Initial reports indicated that a 24-year-old nephew who lived with him at his San Andres home was the last to see him alive at breakfast on the day Diego died.
Maradona was one of the most gifted athletes of all time and almost single-handedly inspired Argentina to win the 1986 World Cup in Mexico
Maradona reportedly told his relative that I was not well before he went back to bed and died in his sleep, before investigators were told he never got up to eat on Wednesday.
Diego's nephew told investigators he last saw him when he went to bed around 11 p.m. on Tuesday. An uneaten nightly sandwich snack was one of the items the police found in his room.
A night shift nurse told investigators that he saw Maradona "slept and breathed normally in bed" at around 6:30 am on Wednesday.
A report in the hands of prosecutors who led an investigation into the death of the retired football player, leaked to Argentine media and signed by a nurse named Dahiana Gisela Madrid, who took over around the same time, said: “At 6:30 am I started my shift and the patient was resting.
Maradona (C) is kissed by his daughters Giannina (L) and Dalma when he attends the screening of the documentary "Maradona by Kusturica" by the Serbian director Emir Kusturica at the 61st Cannes International Film Festival
At 7:30 a.m. he can be heard walking around his room. At 8:30 a.m., he continues to rest. At 9:20 a.m. he refuses to have his vital functions monitored. & # 39;
The health report from private medical firm Medidom is now at the center of an ongoing investigation after the nurse reportedly told investigators that she had never gone into Diego & # 39; s bedroom to check on him the morning of his death.
The local Telam news agency, quoting court sources in a report that was widely repeated in the Argentine press, said the nurse alleged in her second affidavit that she was "made to lie" for the Medidom report.
The witness added in that second statement that she was written in a report for Medidom, where she is part of the care team that helps people receiving home health care, that she had tried to monitor Maradona's vital signs when the The reality of this is that she's letting him rest, ”the report said.
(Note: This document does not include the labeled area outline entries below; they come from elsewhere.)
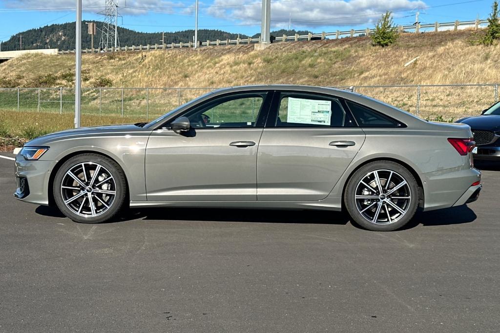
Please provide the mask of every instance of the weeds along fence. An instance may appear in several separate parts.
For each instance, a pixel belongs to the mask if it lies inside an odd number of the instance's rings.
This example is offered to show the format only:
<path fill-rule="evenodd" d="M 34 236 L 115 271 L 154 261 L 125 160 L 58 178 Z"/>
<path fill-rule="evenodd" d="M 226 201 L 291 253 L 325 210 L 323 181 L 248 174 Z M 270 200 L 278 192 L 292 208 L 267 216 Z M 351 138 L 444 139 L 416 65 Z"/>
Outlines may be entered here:
<path fill-rule="evenodd" d="M 459 29 L 474 28 L 476 30 L 480 28 L 487 26 L 488 20 L 476 20 L 470 21 L 454 21 L 453 22 L 436 22 L 433 24 L 418 24 L 409 26 L 399 26 L 397 27 L 400 34 L 406 32 L 414 32 L 418 34 L 426 32 L 440 32 L 454 30 L 456 31 Z M 292 36 L 284 34 L 274 38 L 274 42 L 298 42 L 300 40 L 316 40 L 338 39 L 345 37 L 358 37 L 370 35 L 374 31 L 373 28 L 366 28 L 355 30 L 351 29 L 346 31 L 338 30 L 332 32 L 323 32 L 319 34 L 310 32 L 308 34 L 296 34 Z M 198 46 L 222 46 L 227 45 L 240 45 L 240 44 L 254 44 L 260 42 L 260 38 L 238 38 L 236 40 L 206 40 L 198 42 Z M 172 50 L 173 48 L 193 48 L 194 43 L 192 42 L 172 42 L 170 44 L 155 44 L 154 45 L 139 45 L 125 46 L 117 48 L 108 48 L 102 50 L 100 48 L 84 48 L 82 50 L 82 53 L 98 53 L 100 52 L 118 52 L 128 51 L 150 51 L 160 50 Z M 59 51 L 60 54 L 74 53 L 74 50 L 65 50 Z"/>
<path fill-rule="evenodd" d="M 344 87 L 345 88 L 345 87 Z M 214 88 L 84 88 L 84 114 L 153 119 Z M 452 121 L 498 100 L 498 84 L 356 86 L 355 92 L 421 118 Z M 0 110 L 74 112 L 72 88 L 2 88 Z"/>

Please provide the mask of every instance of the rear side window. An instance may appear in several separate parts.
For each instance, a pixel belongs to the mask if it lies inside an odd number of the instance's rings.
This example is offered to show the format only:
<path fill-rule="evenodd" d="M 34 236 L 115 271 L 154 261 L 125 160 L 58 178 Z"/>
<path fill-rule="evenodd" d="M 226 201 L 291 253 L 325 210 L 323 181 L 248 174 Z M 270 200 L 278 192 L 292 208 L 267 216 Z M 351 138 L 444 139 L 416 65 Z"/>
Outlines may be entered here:
<path fill-rule="evenodd" d="M 350 100 L 346 100 L 346 102 L 360 127 L 386 128 L 402 126 L 398 122 L 376 111 Z"/>
<path fill-rule="evenodd" d="M 314 95 L 282 94 L 276 127 L 342 127 L 346 112 L 336 98 Z"/>

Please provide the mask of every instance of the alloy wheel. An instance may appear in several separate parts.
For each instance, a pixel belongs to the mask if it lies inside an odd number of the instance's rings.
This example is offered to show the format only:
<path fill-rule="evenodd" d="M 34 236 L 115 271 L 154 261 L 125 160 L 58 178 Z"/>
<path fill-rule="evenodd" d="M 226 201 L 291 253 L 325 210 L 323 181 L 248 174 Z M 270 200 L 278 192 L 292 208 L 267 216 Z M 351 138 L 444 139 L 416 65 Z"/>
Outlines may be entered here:
<path fill-rule="evenodd" d="M 111 173 L 93 162 L 80 163 L 70 168 L 62 177 L 60 186 L 66 206 L 84 217 L 96 216 L 109 209 L 116 190 Z"/>
<path fill-rule="evenodd" d="M 396 222 L 404 216 L 412 202 L 408 182 L 391 170 L 370 172 L 358 183 L 354 194 L 358 212 L 378 224 Z"/>

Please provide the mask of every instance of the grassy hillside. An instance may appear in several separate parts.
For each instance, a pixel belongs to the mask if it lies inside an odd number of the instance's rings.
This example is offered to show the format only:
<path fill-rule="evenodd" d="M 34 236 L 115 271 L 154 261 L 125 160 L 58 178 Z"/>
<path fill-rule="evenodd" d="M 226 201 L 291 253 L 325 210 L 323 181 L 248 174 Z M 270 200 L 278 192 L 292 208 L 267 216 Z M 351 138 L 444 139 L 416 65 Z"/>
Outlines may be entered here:
<path fill-rule="evenodd" d="M 87 54 L 82 60 L 83 86 L 219 88 L 256 84 L 349 86 L 500 82 L 500 46 L 474 44 L 472 42 L 477 38 L 474 32 L 462 30 L 404 34 L 396 44 L 384 48 L 374 48 L 369 38 L 360 37 L 276 43 L 261 51 L 254 50 L 253 45 L 242 45 Z M 418 56 L 417 61 L 404 66 Z M 28 55 L 9 60 L 0 64 L 0 86 L 72 87 L 74 58 L 72 55 Z M 176 106 L 180 100 L 186 102 L 206 91 L 183 91 L 180 96 L 176 90 L 150 90 L 148 118 Z M 416 110 L 415 88 L 358 91 L 408 111 Z M 0 90 L 0 110 L 6 124 L 4 127 L 15 128 L 11 132 L 22 134 L 26 126 L 11 122 L 16 116 L 12 113 L 16 109 L 16 96 L 14 92 L 9 94 Z M 22 95 L 20 110 L 36 110 L 36 91 L 21 94 L 28 96 Z M 42 100 L 51 102 L 44 102 L 40 110 L 58 111 L 58 90 L 42 90 Z M 64 112 L 70 114 L 71 91 L 65 94 Z M 422 88 L 421 96 L 421 116 L 448 120 L 476 114 L 494 99 L 491 87 Z M 84 113 L 98 114 L 98 90 L 84 91 L 82 100 Z M 102 114 L 108 116 L 100 120 L 88 118 L 88 124 L 146 118 L 144 90 L 128 90 L 124 100 L 125 117 L 130 119 L 121 117 L 120 90 L 106 90 L 101 102 Z M 42 122 L 42 118 L 36 114 L 26 114 L 25 122 L 30 122 L 30 117 Z M 86 121 L 84 124 L 88 124 Z M 50 130 L 70 126 L 72 122 L 68 116 L 41 127 Z"/>
<path fill-rule="evenodd" d="M 472 44 L 470 31 L 404 34 L 382 48 L 368 38 L 84 55 L 84 86 L 221 87 L 490 83 L 500 46 Z M 417 56 L 415 63 L 404 64 Z M 30 55 L 0 64 L 4 86 L 72 86 L 74 56 Z"/>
It was not made crystal clear whether she claimed her bosses forced her to file the "wrong" report because they feared Maradona's death was negligent or her hand was coerced by others.
Psychiatrist Susana Cosachov and psychologist Carlos Diaz, who were part of Maradona's care team, reportedly entered the room just before noon and made several unsuccessful attempts to revive it before calling 999.
Maradona passes the ball past Peter Shilton and opens the gate in the quarter-finals of the 1986 Argentina World Cup against England
A recording of Maradonas Leiboldo Luque's call to ambulance services indicating that he has suffered a suspected cardiac arrest has been leaked to Argentine media.
The 60-year-old former star from Naples and Barcelona was pronounced dead around noon on Wednesday. Initial results after death showed that the recovering cocaine addict, who also had alcohol problems, suffered from heart failure, which caused pulmonary edema.
Health professionals are also believed to have discovered advanced cardiomyopathy, a condition in which the heart muscle weakens and enlarges and cannot pump enough blood to the rest of the body.
Pulmonary edema, the accumulation of fluid in the lung tissue and air spaces, is in most cases caused by heart problems.
Prosecutors are analyzing CCTV footage from the cameras on the property where Diego lived and the cell phones of the nurses who looked after him in the hours before he died.
Leopoldo Luque was not in the rented house Maradona was using when he died.
A judicial source told the prestigious Argentine newspaper La Nacion: "Since Luque was Maradona's personal physician, it was decided to search his home and office to look for any documents showing whether there were any irregularities during Maradona's treatment at home. "
It is believed that investigators are looking for details of the drug Maradona will be given, as well as his health records and other documents that could play a key role in the investigation.
30 police and judicial officers are said to be at Luque's home and another at his work address.